At a meeting of the Bellevue Rotary Club yesterday, Constantine, an extremely vocal opponent of Tim Eyman's anti-tolling Initiative 1125, was invited to join Freeman, the initiative's biggest funder ($1.3 million), onstage to judge a shouting contest among the tables. (The prize: free ice cream at the Bellevue Art Museum's arts festival this weekend).[pullquote]Sadly, though---unlike the infamous Eyman-Ron Sims hug of 2008---no one appears to have caught Freeman and Constantine's embrace on camera.[/pullquote]

As if the situation wasn't already uncomfortable enough, Freeman and Constantine shared an awkward hug; sadly, though---unlike the infamous Eyman-Ron Sims hug of 2008---no one appears to have caught Freeman and Constantine's embrace on camera.

2. I-1163, the health care workers initiative that reinstitutes training mandates that the legislature has refused to fund, is polling extremely well among all voters: 81 percent of Democrats support the measure, 77 percent of Republican, and 71 percent of Independents.
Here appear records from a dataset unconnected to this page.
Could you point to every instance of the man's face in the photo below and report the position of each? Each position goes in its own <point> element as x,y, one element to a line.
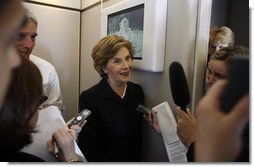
<point>25,40</point>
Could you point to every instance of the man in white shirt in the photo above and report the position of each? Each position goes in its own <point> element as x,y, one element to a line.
<point>24,45</point>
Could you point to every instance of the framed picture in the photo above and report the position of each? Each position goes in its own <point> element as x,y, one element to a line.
<point>143,23</point>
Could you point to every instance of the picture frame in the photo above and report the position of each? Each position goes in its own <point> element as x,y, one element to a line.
<point>143,23</point>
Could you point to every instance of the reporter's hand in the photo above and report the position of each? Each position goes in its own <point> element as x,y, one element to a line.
<point>186,126</point>
<point>74,130</point>
<point>151,118</point>
<point>65,144</point>
<point>219,135</point>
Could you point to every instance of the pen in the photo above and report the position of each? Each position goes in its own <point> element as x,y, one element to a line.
<point>56,151</point>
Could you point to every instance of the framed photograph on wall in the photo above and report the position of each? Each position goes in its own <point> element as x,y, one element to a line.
<point>143,23</point>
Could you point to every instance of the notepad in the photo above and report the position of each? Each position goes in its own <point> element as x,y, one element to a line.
<point>175,149</point>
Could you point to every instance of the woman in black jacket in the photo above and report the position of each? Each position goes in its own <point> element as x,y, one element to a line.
<point>113,131</point>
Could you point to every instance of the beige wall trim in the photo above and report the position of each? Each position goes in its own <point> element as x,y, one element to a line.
<point>64,4</point>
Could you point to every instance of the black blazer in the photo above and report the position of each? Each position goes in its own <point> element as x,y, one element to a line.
<point>113,130</point>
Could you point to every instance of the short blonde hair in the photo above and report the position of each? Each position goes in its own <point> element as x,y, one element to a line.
<point>107,48</point>
<point>226,54</point>
<point>223,34</point>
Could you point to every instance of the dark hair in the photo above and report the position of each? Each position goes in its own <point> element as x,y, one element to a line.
<point>107,48</point>
<point>21,102</point>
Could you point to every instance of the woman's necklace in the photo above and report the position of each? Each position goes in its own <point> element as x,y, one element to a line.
<point>124,91</point>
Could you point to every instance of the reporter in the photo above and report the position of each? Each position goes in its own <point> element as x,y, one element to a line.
<point>19,115</point>
<point>9,25</point>
<point>224,140</point>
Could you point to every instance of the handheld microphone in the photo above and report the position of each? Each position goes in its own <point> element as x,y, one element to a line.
<point>179,86</point>
<point>238,83</point>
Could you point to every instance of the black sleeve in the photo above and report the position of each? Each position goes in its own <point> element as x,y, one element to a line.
<point>190,153</point>
<point>87,139</point>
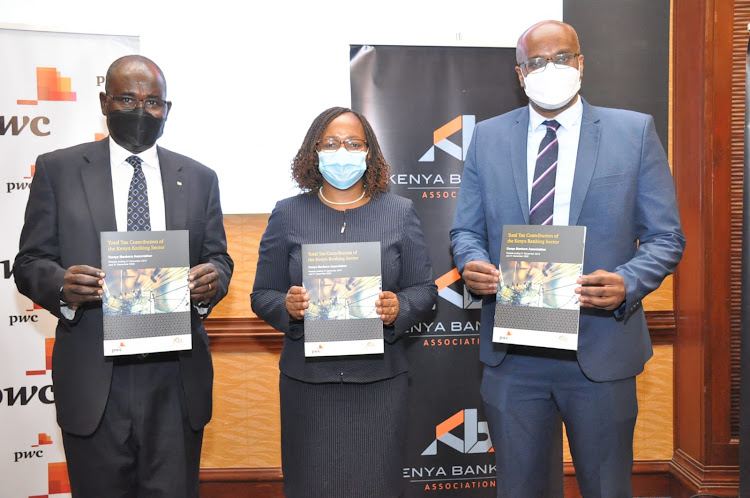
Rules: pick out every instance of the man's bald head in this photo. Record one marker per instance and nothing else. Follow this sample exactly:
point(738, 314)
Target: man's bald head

Pollsters Isaac Duer and Diane Feldman of the Feldman Group write:
Initiative 1163 is very well received by Washington voters. It begins with support from more than three-fourths (76 percent) of the likely 2011 electorate based on its initial title and summary alone with only 12 percent opposed. The initiative maintains strong majority support (56 percent yes, 36 percent no) following a battery of negative messages designed to simulate an absolute worst case campaign scenario – clearly unlikely – in which voters hear exclusively negative messages about the initiative.
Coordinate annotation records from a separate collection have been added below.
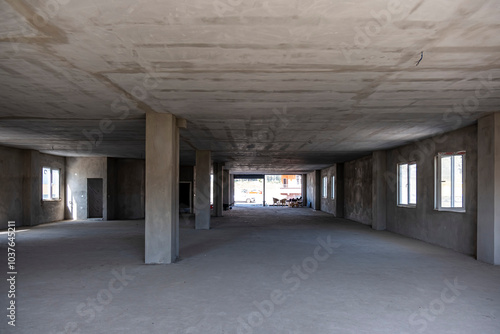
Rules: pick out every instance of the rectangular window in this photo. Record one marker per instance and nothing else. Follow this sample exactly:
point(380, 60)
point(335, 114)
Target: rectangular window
point(325, 187)
point(333, 187)
point(450, 182)
point(407, 184)
point(50, 184)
This is not a surprise. The original 2008 initiative won with 72 percent.

The measure is being backed by health care workers union SEIU 775, which has already spent $1 million on the effort.
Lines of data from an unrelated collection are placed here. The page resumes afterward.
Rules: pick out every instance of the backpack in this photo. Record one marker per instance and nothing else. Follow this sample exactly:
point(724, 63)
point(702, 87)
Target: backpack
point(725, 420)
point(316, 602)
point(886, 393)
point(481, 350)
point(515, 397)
Here's the Feldman memo on the poll, which surveyed 600 likely voters.

3. At a Chamber of Commerce-sponsored debate on the proposed paid sick-leave ordinance last night, non-restaurant business owners---until now largely unheard in the debate over the ordinance, which would require all businesses operating in Seattle to provide paid sick leave to their employees---spoke out against the ordinance, arguing that: the city has moved forward too quickly with the ordinance; that the council should do an economic impact study; and that mandating a new benefit will drive businesses out of the city.

"There are incentivized benefits, and there are imposed benefits, and this is an imposed benefit," said Carl Gipson, director of the Washington Policy Center. "Maybe this is my cynical nature, but if you don't do a cost-benefit analysis, that shows me that you don't care about the cost, you only care about the benefits."

Proponents of the proposal, including Marilyn Watkins of the Economic Opportunity Institute and public school nurse Robin Fleming, argued that the law would improve public health by preventing the spread of disease and promote social justice by providing low-income workers the same benefits that higher-income workers currently enjoy. "There are sick children lying on cots in school nurses' offices all over the city, and for every child on a cot there is a parent who is going to receive the dreaded phone call," Fleming said. "I have had children so desperate for me not to call their parents at work"---because they don't want them to have to take unpaid time off work that they give me false phone numbers or fake instant recoveries."



Somewhat surprisingly, the debate---billed as sold out---was held in a mostly empty room. The audience seemed more or less evenly divided between proponents and foes of the proposal. This was also surprising, given that it was sponsored, and heavily promoted by, the Chamber, which opposes the sick-leave measure.

4. In response to the recent dustup
between his fellow Jean Godden challengers Bobby Forch and Maurice Classen over paid sick leave (Forch and Classen have each accused each other of failing to sufficiently support the paid sick leave ordinance), another candidate in the race, lefty Michael Taylor-Judd, sent PubliCola his own response to a question from the Downtown Seattle Association about the ordinance. Here's what Taylor-Judd had to say, in part:
"I am a strong proponent of the currently proposed paid sick leave ordinance, and I applaud our local leaders for bringing workers and employers to the table to help craft and improve the ordinance prior to its passage. We have ample evidence from other cities that have gone before us – such as San Francisco – that this benefit can be implemented with little harm to existing businesses, and I believe it will lead to better public health and a more stable base of workers."

5. The US Senate unanimously confirmed former Washington Governor Gary Locke (most recently Obama's secretary of commerce) as the new Ambassador to China this morning. Locke replaces Jon Huntsman, who left to run for president.